O Buscador sente necessidade de passar adiante o conhecimento que adquiriu. Sabe que tem algo precioso para compartilhar. Deseja remover as vendas dos olhos de seus irmãos, e os tampões de seus ouvidos.

Entretanto, descobre rápida e penosamente que, embora alguns se entusiasmem com suas descobertas, a vasta maioria não lhe dá a menor atenção. E, talvez, mais grave ainda: suspeita que, entre os que o apoiam, exista um bom número daqueles que ficaram entusiasmados pela razão errada, ou seja, pensaram que o entenderam, mas em verdade isso não aconteceu. Em outras palavras, se de fato o houvessem compreendido, possivelmente não o estivessem apoiando.

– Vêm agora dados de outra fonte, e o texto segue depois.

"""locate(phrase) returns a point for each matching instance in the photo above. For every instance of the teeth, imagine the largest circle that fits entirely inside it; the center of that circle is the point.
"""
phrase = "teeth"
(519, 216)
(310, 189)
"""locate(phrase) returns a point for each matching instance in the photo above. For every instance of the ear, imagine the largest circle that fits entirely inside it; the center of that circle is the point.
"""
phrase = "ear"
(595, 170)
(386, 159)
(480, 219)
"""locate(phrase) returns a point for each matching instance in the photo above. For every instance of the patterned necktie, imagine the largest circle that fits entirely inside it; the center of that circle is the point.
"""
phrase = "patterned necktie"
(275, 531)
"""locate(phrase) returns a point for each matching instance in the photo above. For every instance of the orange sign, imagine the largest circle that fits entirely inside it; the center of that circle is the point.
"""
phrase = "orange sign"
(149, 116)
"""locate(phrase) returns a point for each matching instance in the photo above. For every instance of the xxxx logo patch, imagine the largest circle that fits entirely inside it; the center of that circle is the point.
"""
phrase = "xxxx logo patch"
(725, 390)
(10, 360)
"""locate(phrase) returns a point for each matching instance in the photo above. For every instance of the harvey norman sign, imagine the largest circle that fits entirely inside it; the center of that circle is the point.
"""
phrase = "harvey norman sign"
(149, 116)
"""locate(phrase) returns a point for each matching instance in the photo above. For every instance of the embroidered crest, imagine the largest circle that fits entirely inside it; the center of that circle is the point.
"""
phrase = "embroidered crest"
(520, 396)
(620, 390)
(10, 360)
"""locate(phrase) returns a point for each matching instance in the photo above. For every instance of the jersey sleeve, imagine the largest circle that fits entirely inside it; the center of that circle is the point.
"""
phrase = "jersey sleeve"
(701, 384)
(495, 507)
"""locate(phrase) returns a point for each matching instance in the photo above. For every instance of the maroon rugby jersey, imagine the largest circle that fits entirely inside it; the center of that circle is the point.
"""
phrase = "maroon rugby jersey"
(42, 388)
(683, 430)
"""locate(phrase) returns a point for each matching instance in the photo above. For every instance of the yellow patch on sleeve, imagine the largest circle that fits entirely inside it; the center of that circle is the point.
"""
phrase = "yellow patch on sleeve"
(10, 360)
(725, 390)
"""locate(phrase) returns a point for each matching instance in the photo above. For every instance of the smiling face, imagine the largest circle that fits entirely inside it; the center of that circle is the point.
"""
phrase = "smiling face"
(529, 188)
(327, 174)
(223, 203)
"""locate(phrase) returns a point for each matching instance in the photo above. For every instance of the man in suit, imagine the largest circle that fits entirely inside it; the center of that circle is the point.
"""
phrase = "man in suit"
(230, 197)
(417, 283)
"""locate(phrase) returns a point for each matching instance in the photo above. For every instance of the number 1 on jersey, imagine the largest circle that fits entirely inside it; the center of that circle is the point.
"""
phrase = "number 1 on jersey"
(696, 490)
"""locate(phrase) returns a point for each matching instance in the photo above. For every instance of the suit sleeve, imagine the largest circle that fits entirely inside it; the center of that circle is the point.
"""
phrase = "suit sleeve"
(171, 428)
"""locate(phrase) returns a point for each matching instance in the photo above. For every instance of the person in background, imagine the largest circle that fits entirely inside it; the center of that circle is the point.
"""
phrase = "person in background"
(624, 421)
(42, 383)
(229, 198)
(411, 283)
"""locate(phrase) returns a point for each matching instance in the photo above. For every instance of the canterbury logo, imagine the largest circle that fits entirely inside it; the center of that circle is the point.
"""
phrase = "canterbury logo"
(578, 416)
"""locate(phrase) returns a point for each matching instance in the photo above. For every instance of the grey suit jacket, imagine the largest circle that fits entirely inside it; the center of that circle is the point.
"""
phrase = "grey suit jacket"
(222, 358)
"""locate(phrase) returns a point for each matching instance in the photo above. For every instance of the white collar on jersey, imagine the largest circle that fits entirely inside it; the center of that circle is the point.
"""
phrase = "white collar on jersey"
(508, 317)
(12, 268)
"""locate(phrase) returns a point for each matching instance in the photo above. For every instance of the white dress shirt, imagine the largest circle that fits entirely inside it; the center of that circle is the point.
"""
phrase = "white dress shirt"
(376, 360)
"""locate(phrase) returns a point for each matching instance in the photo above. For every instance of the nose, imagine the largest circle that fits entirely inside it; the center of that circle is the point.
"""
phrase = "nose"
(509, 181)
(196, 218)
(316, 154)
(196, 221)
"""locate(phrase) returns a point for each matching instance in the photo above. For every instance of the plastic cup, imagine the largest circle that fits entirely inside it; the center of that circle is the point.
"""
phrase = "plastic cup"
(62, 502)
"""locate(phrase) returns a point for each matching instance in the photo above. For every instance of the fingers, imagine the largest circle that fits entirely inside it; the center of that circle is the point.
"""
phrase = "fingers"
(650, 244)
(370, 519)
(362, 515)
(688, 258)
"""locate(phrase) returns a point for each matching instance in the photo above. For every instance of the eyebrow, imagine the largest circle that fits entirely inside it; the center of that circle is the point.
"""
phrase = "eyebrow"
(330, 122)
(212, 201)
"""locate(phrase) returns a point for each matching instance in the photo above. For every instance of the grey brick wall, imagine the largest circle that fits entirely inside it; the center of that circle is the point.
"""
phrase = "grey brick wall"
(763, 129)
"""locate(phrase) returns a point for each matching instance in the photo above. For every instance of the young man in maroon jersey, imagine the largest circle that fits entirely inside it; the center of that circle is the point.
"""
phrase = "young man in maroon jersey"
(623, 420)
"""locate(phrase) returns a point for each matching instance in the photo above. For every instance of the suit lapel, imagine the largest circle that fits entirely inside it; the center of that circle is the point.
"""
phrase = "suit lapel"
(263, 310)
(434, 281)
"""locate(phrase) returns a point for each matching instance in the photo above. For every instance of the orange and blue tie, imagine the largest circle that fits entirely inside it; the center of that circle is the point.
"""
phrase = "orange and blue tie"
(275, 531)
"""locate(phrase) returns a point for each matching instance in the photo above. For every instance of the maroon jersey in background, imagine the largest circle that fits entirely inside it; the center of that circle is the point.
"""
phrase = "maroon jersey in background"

Sim, o Buscador descobriu algo precioso e quer gritar para o mundo o que lhe custou tanto para aprender. Mas quem está interessado? As pessoas estão atarefadas com seus afazeres e muitas delas já têm suas crenças solidamente estabelecidas. Sentem-se ameaçadas diante de novas ideias, que poderiam fazê-las questionar os próprios dogmas.

Em resumo: embora tantos vivam um triste inferno de solidão, desespero e inconsciência, não querem mudar!

Não querem mudar!

Devido ao comodismo ou medo, ou ainda à infinita arrogância do ego, preferem manter-se exatamente onde estão. Ou bem ignoram o Buscador, ou o criticam e espinafram. Quem esse estranho pensa que é? Porventura imagina saber mais do que eu? Que novos conceitos são esses que defende, que põem em cheque meus próprios sólidos alicerces? Seria possível que não sejam tão sólidos assim?

E o Buscador segue seu rumo, algo atarantado. Sim, ele descobriu alguns caminhos que conduzem à Liberdade. Generosamente, se dispõe a compartilhá-los. Mas não são muitos que estão abertos o suficiente para lhe dar atenção. E entre esses, alguns o fazem porque imaginam, equivocadamente, que compreendem o que ele está dizendo.

O Buscador então contempla a Natureza ao redor e vê que as árvores e plantas dão suas lindas flores, sem se preocuparem se alguém irá olhar para elas. Constata que frutos deliciosos são produzidos, independente de alguém os saborear ou não. O sol nasce e se põe todos os dias, criando as mais belas pinturas, e não parece levar em conta se existem testemunhas. Pássaros fazem suas revoadas, em meio a singulares coreografias e divinos sons, mas não olham para baixo para saber se tem alguém olhando.

Suspira o Buscador. Percebe que, ao desejar doutrinar os demais, não o faz somente por compaixão. Um aspecto seu quer convencer a si mesmo, ou nutrir a própria vaidade. O Buscador então procura tranquilizar seu coração. Se as frutas só devem ser colhidas maduras, por que essa ânsia de despertar os que ainda necessitam permanecer adormecidos?

Querido leitor, há um Buscador dentro de cada um de nós. Possa ele ganhar força, e alcançar o que busca. O momento não poderia ser mais propício.